Similarly, hospitals may employ fundraisers that send communications under the hospital’s letterhead. While BAs, they might appear to the patient to be indistinct from the hospital itself. “I think it could be useful to include some kind of statement to indicate the vendor is performing a service for the hospital,” he says, although he notes this could prove confusing to the patient.
Provision Will Cause ‘Unquantifiable Burden’
The concept of agency first became an issue with the August 2009 release of HHS’s interim final breach notification regulations, specifying that if the BA is an agent of the CE, the CE is assumed to know of a breach simultaneous to when the BA learns of it. Knowledge of a breach is significant because it starts the clock ticking on notice to patients and authorities and the media (if appropriate), which is a task a CE has to complete within 60 days of discovery of the breach.
If AHA has its way, the whole agency concept could disappear from any final breach notification rule.
“Federal common law of agency requires a detailed facts and circumstances analysis that easily could lead to differing conclusions of when an agency relationship exists,” the association says. “[T]he fact-specific determination as to whether a business associate is an agent of a covered entity must be performed for each business associate relationship. For a covered entity with thousands of business associates, this analysis would be an unquantifiable burden,” AHA says in its comment letter.
AHA took issue with the breach rule’s agency provision in its letter, stating, “abiding by the federal common law’s fact-specific determination of agency is not a workable process by which to determine the applicable timeframe for breach notification.”
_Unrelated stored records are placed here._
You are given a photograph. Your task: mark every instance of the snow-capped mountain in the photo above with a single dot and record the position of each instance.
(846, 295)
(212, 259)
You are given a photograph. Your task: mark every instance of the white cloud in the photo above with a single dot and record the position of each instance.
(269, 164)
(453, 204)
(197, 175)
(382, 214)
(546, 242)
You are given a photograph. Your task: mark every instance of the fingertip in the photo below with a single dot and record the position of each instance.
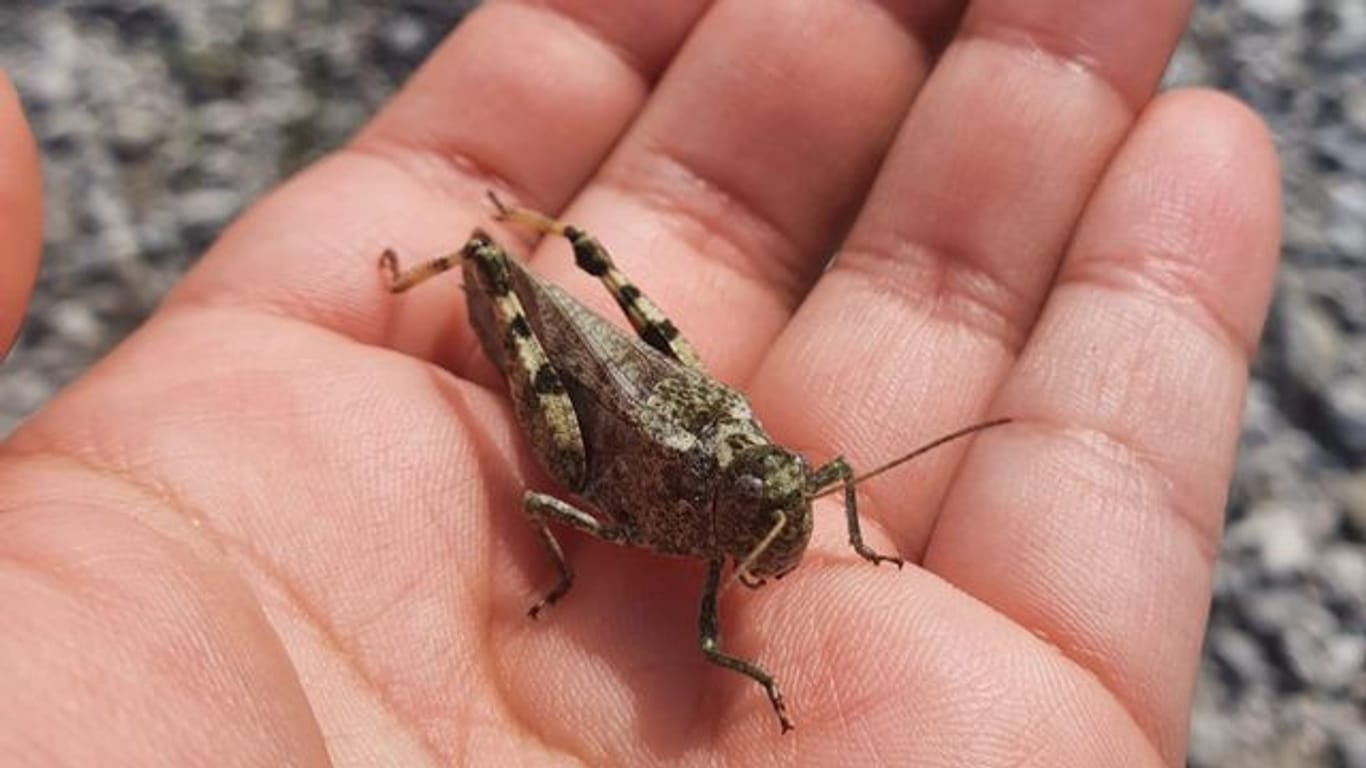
(1191, 205)
(21, 212)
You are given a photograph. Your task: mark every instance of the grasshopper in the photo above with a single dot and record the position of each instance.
(667, 457)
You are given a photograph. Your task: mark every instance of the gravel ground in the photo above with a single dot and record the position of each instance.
(159, 120)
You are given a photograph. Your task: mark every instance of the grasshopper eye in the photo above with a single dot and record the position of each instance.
(750, 487)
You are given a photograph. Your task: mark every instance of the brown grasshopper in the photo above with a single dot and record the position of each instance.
(667, 457)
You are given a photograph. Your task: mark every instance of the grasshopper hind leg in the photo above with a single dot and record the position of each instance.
(646, 317)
Hospitals need a uniform policy they can follow, AHA says, and do not want to engage in the “fact-specific determination” of figuring out who is an agent and who isn’t. A uniform policy, AHA says, “would prevent the confusion and administrative burdens” that the fact-finding determination entails.
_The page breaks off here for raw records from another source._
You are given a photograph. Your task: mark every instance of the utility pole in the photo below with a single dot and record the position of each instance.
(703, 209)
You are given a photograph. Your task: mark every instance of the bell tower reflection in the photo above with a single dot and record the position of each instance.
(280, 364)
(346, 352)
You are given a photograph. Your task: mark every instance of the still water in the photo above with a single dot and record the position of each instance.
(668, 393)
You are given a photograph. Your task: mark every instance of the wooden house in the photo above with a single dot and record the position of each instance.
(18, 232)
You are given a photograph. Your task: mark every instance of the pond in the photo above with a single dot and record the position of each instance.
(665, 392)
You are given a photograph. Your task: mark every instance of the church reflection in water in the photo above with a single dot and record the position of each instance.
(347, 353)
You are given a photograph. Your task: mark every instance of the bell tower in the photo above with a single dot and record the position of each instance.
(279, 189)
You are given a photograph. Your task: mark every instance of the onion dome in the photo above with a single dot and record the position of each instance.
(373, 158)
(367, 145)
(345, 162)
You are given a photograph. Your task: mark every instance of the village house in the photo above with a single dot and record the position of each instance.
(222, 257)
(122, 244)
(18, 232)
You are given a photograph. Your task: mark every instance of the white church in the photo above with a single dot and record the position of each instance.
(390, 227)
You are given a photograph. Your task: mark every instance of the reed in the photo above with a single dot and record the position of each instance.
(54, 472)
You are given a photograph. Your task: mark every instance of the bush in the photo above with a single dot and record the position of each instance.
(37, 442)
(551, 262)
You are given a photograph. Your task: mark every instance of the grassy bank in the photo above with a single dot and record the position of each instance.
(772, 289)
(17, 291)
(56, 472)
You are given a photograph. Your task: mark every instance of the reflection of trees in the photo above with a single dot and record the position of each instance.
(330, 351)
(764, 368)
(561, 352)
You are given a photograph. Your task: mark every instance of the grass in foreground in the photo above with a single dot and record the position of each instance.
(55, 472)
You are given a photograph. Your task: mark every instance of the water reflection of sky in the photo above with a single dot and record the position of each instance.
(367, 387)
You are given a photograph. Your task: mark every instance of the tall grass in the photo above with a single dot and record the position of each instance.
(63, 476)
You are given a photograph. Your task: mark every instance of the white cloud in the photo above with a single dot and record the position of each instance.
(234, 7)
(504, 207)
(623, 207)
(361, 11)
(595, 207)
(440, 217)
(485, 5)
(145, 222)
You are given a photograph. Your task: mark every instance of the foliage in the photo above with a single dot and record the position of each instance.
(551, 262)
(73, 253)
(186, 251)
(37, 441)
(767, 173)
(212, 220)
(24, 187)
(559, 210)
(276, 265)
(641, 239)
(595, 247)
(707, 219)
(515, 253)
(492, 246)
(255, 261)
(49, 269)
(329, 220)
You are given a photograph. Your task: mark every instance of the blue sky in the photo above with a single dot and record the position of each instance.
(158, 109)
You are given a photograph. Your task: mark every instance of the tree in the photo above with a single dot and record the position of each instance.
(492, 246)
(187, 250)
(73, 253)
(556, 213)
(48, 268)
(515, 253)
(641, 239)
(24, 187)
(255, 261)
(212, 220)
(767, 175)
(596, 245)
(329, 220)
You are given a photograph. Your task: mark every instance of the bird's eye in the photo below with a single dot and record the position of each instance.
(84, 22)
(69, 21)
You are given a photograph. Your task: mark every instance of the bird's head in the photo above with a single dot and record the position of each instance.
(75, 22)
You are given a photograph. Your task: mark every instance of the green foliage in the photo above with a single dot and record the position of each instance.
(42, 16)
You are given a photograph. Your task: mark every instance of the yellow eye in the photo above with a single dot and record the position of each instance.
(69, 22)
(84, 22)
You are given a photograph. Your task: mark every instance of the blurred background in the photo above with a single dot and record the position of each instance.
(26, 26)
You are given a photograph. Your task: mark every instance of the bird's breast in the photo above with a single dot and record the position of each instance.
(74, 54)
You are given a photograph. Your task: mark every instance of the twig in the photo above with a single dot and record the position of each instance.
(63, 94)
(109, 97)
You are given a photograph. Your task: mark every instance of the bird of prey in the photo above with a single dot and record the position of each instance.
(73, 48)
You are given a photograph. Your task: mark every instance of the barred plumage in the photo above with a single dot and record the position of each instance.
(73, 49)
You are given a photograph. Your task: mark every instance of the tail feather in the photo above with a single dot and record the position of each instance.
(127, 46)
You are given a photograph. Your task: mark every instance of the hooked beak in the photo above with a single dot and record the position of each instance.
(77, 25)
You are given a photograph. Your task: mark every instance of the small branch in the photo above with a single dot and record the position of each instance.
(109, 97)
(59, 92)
AHA “strongly” requested that “HHS clarify that all business associates are governed by § 164.410(a) and its standard that a covered entity only ‘discovers’ a breach when informed of the breach by its business associate.”
This would be a big help, AHA says, especially because subcontractors are now included in the breach requirements. Because these entities are going to be entirely new to HIPAA, they — as well as CEs and BAs — will be struggling to apply the concept of agency properly.
If OCR doesn’t choose to remove the agent provision from the breach requirement, AHA asks instead if it could actually list who is an agent and who isn’t. “In the alternative, if HHS believes that an agent distinction is necessary, HHS could limit its definition of agency to certain common fiduciary relationships, such as lawyer-client and accountant-client relationships,” AHA says.
And the provision appears impossible to follow, says AHA. “Where a breach is experienced by a subcontractor who is working on behalf of a business associate agent, the covered entity for whom the business associate is an agent may have an obligation to notify affected individuals before it ever receives actual knowledge of the breach or in a very limited timeframe after it receives actual knowledge of the breach,” the association’s letter says.
Hirsch says OCR should heed the call from AHA and others to clarify the proposed rule. “I think it does make sense, at the very least, to give examples. A few vague references to the federal common law of agency aren’t very helpful,” he says.